Prices steady, Azeris sign landmark oil deal

30 September 1994
REGIONAL

The onset of autumn has yet to lend a seasonal lift to oil prices which are still soft after tumbling from their mid-summer highs. In the third week of September prices for dated Brent were moving in a narrow range around $15.50 a barrel which was about 15 per cent below the peak prices achieved in early August. Demand in the main industrial markets is reported to be relatively weak for the time of year, which is normally a period of heavy restocking ahead of the winter.

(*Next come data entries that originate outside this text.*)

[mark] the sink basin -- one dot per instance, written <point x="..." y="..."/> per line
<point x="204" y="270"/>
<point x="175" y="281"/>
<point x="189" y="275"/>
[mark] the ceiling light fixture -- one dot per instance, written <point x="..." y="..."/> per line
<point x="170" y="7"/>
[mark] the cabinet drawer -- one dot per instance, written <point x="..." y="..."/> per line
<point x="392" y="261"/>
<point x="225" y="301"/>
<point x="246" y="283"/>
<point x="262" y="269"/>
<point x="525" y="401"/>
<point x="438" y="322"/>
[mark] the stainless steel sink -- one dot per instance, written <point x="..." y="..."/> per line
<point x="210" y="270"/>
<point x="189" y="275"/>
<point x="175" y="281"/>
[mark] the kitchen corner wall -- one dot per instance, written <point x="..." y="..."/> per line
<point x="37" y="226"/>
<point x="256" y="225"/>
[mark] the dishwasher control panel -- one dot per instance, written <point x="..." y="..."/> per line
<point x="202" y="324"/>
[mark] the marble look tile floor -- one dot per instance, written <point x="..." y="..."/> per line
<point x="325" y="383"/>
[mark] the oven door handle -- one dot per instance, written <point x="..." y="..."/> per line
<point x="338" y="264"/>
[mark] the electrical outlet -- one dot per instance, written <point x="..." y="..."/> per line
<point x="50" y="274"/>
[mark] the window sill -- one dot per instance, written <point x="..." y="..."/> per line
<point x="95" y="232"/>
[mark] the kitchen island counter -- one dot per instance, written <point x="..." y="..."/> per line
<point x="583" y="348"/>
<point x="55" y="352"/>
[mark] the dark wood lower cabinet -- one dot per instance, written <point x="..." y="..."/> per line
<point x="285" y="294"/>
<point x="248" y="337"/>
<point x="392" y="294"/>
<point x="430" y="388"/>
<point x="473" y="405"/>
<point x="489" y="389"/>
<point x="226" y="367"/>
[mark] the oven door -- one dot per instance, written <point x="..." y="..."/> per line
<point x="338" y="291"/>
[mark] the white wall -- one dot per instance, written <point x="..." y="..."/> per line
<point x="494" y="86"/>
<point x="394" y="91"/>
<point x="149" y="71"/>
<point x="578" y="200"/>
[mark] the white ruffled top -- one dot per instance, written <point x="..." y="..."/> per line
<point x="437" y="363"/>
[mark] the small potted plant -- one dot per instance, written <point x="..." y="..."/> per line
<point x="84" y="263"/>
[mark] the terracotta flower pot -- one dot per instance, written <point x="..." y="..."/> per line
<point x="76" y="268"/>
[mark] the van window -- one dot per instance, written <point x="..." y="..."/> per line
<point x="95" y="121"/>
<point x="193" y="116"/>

Refinery turnarounds are likely to depress demand throughout September and October. In October, an estimated total of 1.6 million barrels a day (b/d) of crude distillation capacity will be idle due to maintenance in the US, Europe and Japan, according to the UK weekly Petroleum Argus. This contrasts with the situation during the summer when US refineries were working at 96 per cent of capacity just before the shut down period began in September.

The uncertain outlook for prices is bolstering speculation that OPEC is likely to roll over its current quota agreement at the next ministerial meeting in Bali in November. The OPEC basket price has averaged $15.23 a barrel so far this year compared with an average of $16.33 a barrel in 1993.

A long-term challenge for OPEC was launched on 20 September in Baku when a consortium of oil companies led by The British Petroleum Company (BP) signed an $8,000 million production sharing deal with the Azerbaijani state oil company, Socar. The 30-year contract calls for production of 80,000 b/d by 1997; output is expected to reach an eventual peak of 700,000 b/d. The offshore fields in the Caspian sea are estimated to have reserves of 3,800 million barrels. Other investors include Amoco, McDermott, Pennzoil and Unocal, all of the US, Russia's Lukoil, Ramco of the UK, Norway's Statoil, Turkish Petroleum and Delta, a Saudi Arabian company. Socar has a 20 per cent stake in the venture. Current production in Azerbaijan is 160,000 b/d.

The route of an export pipeline has yet to be chosen. Russia wants the export line to cross its territory using an existing pipeline which will be upgraded and the Foreign Affairs Ministry in Moscow has refused to recognise the BP agreement. An alternative proposal is for a line to be built across Iran and Turkey (see Turkey). Initial sales are expected to be concluded through swap arrangements with Iran and Russia.